Improving Quality and Achieving Equity

A Guide for Hospital Leaders

The 76-page report, Improving Quality and Achieving Equity: A Guide for Hospital Leaders is structured as a guide for CEOs, high-level managers in hospitals, and other leaders in the fields of safety, finance and risk reduction in hospitals. The report is also meant to be used by anyone working within this industry who feels that leaders in their hospital are not taking sufficient action to address inequities in health care. The final draft of this document was reviewed by a panel of experts in hospital safety and quality.

The introduction to the guide states that the report's main goals are to present the evidence for racial and ethnic disparities in health care and provide the rationale for addressing them; highlight model practices; and recommend a set of activities and resources that can help hospital leaders initiate an agenda for action to reduce these disparities. Chapters are divided into topics such as why disparities need to be addressed; what are the root causes of health disparities; what actions are already being taken to combat disparities; and what resources exist to tackle inequities.
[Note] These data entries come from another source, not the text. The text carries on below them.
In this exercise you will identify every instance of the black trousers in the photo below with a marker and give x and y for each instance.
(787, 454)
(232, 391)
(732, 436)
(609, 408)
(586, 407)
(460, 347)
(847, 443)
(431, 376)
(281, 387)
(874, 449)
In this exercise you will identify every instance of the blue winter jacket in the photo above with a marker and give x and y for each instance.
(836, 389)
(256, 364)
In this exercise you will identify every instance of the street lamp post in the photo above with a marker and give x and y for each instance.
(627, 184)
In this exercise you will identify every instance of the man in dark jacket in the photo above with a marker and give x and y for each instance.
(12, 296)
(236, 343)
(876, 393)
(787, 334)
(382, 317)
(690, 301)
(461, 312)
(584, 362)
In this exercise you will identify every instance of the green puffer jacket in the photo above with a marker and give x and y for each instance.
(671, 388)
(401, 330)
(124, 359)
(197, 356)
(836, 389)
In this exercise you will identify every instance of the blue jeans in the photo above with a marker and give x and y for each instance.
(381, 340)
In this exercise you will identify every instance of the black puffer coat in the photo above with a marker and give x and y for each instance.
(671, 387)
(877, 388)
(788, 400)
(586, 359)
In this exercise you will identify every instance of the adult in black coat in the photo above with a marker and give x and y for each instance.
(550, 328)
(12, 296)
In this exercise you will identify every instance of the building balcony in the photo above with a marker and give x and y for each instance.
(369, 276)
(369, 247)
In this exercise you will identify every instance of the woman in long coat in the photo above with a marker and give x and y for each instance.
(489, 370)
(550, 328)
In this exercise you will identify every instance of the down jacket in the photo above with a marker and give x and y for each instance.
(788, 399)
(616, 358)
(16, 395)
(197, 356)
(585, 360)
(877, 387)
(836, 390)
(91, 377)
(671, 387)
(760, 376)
Several case studies of equity initiatives that have been undertaken at individual hospitals are detailed, including discussions of what was successful about each initiative and what will be necessary to sustain it.
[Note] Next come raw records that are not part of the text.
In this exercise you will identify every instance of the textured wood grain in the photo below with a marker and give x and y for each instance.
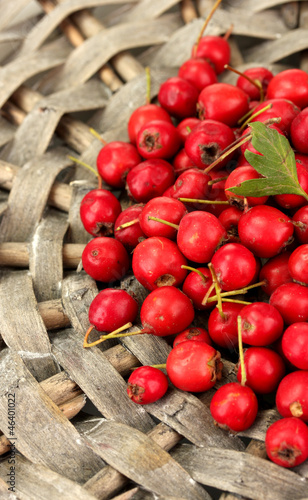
(29, 195)
(143, 461)
(90, 369)
(36, 482)
(47, 274)
(22, 327)
(240, 473)
(43, 435)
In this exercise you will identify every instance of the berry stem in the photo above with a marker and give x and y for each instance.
(257, 113)
(217, 289)
(97, 135)
(102, 338)
(148, 84)
(240, 346)
(127, 224)
(206, 202)
(256, 83)
(175, 226)
(228, 152)
(195, 271)
(206, 22)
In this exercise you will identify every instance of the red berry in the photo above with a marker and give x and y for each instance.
(157, 262)
(214, 49)
(115, 160)
(149, 179)
(291, 300)
(99, 210)
(234, 407)
(199, 235)
(265, 230)
(207, 141)
(111, 309)
(132, 235)
(286, 442)
(105, 259)
(146, 385)
(196, 334)
(262, 324)
(223, 102)
(292, 395)
(143, 115)
(290, 84)
(223, 331)
(264, 369)
(194, 366)
(198, 72)
(164, 208)
(234, 265)
(178, 97)
(294, 344)
(166, 311)
(158, 139)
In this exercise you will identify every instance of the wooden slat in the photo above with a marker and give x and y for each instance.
(43, 434)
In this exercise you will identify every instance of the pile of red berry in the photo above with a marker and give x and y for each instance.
(196, 245)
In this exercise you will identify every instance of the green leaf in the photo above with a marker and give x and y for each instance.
(277, 165)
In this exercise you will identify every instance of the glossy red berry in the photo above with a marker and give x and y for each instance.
(149, 179)
(234, 407)
(223, 330)
(207, 141)
(105, 259)
(292, 395)
(214, 49)
(132, 235)
(234, 265)
(99, 210)
(262, 324)
(290, 84)
(143, 115)
(193, 333)
(291, 300)
(286, 442)
(294, 344)
(178, 97)
(198, 72)
(158, 139)
(157, 262)
(146, 385)
(199, 235)
(167, 209)
(194, 366)
(111, 309)
(265, 230)
(115, 160)
(166, 311)
(264, 369)
(222, 102)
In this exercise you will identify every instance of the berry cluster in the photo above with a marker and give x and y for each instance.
(198, 245)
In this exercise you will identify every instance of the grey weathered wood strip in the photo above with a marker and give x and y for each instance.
(29, 194)
(18, 71)
(37, 482)
(43, 434)
(86, 59)
(269, 52)
(47, 274)
(139, 458)
(21, 325)
(45, 116)
(240, 473)
(101, 382)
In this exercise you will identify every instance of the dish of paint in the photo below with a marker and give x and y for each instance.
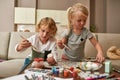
(90, 65)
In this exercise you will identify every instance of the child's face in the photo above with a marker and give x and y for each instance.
(44, 33)
(78, 20)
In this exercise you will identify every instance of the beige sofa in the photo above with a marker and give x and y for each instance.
(13, 60)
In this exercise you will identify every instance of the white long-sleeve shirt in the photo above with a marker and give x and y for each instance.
(50, 45)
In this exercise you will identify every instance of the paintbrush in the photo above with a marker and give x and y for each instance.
(66, 47)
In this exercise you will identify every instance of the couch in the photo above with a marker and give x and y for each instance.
(12, 61)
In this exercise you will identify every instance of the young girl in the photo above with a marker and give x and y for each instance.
(43, 41)
(77, 34)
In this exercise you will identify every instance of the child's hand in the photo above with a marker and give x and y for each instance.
(59, 43)
(62, 42)
(51, 60)
(100, 58)
(24, 44)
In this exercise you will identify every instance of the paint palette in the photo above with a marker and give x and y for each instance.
(90, 65)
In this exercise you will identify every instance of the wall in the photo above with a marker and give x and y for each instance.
(105, 13)
(6, 15)
(113, 16)
(7, 9)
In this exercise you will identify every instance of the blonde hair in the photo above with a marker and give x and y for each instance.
(76, 7)
(49, 22)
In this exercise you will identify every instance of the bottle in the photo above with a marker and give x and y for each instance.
(108, 67)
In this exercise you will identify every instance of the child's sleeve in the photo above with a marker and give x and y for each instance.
(54, 52)
(65, 34)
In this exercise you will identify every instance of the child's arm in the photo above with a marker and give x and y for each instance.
(61, 43)
(23, 44)
(100, 57)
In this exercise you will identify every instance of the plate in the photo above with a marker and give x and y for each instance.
(90, 65)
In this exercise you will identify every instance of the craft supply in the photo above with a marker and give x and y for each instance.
(61, 72)
(66, 47)
(66, 73)
(107, 66)
(31, 45)
(26, 77)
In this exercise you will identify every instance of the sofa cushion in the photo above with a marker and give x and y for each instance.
(108, 39)
(15, 39)
(10, 67)
(4, 44)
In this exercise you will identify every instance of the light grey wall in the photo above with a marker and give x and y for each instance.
(113, 16)
(6, 15)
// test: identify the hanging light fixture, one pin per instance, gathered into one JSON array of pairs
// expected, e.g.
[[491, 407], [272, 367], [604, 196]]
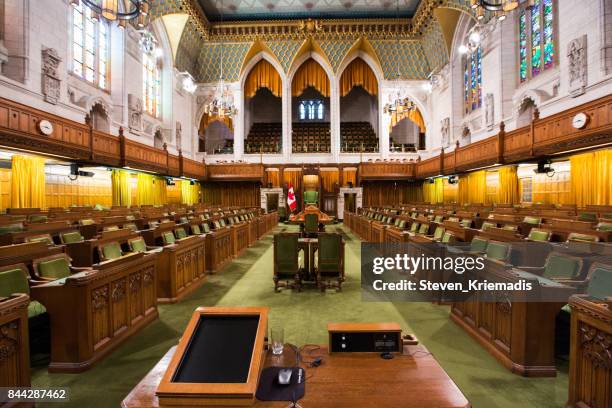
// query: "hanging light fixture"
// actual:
[[222, 101], [109, 10], [399, 105]]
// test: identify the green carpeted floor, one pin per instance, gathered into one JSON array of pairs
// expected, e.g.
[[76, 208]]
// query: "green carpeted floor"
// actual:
[[248, 282]]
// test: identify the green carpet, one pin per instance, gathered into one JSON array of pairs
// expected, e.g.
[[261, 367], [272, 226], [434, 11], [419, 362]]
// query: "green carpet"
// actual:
[[248, 282]]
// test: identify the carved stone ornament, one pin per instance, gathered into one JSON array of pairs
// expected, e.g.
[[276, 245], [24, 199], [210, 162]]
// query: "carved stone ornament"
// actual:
[[135, 111], [489, 111], [577, 61], [50, 75]]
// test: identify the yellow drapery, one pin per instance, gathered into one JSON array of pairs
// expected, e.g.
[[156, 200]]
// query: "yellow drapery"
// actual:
[[472, 187], [190, 193], [412, 114], [330, 178], [263, 75], [151, 190], [591, 178], [310, 74], [350, 175], [507, 190], [358, 73], [120, 180], [27, 182]]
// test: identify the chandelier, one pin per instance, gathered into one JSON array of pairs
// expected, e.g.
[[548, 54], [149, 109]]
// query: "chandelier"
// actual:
[[498, 7], [222, 102], [109, 10]]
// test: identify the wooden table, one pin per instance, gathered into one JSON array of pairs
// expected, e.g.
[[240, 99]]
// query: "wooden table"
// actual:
[[346, 380]]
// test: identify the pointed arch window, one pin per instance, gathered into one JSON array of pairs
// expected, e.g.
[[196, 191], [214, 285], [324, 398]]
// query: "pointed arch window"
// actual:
[[536, 39], [90, 46]]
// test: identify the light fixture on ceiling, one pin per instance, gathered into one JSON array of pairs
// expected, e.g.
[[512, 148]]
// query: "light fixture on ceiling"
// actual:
[[110, 10], [222, 102]]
A strong focus of this report is that medical institutions need to move beyond documenting health disparities to doing something about them. The report recommends specifics steps and strategies that hospitals can use to begin ameliorating racial and ethnic health disparities; although tracking disparities is required in order to address them, it is a necessary but insufficient element. Strategies recommended here include the use of culturally-competent disease management models, bilingual health coaches and navigators, and the implementation of community outreach programs. Lastly, the report emphasizes that addressing health disparities must not be viewed as a subset of delivering quality health care, but as an essential component of delivering quality health care.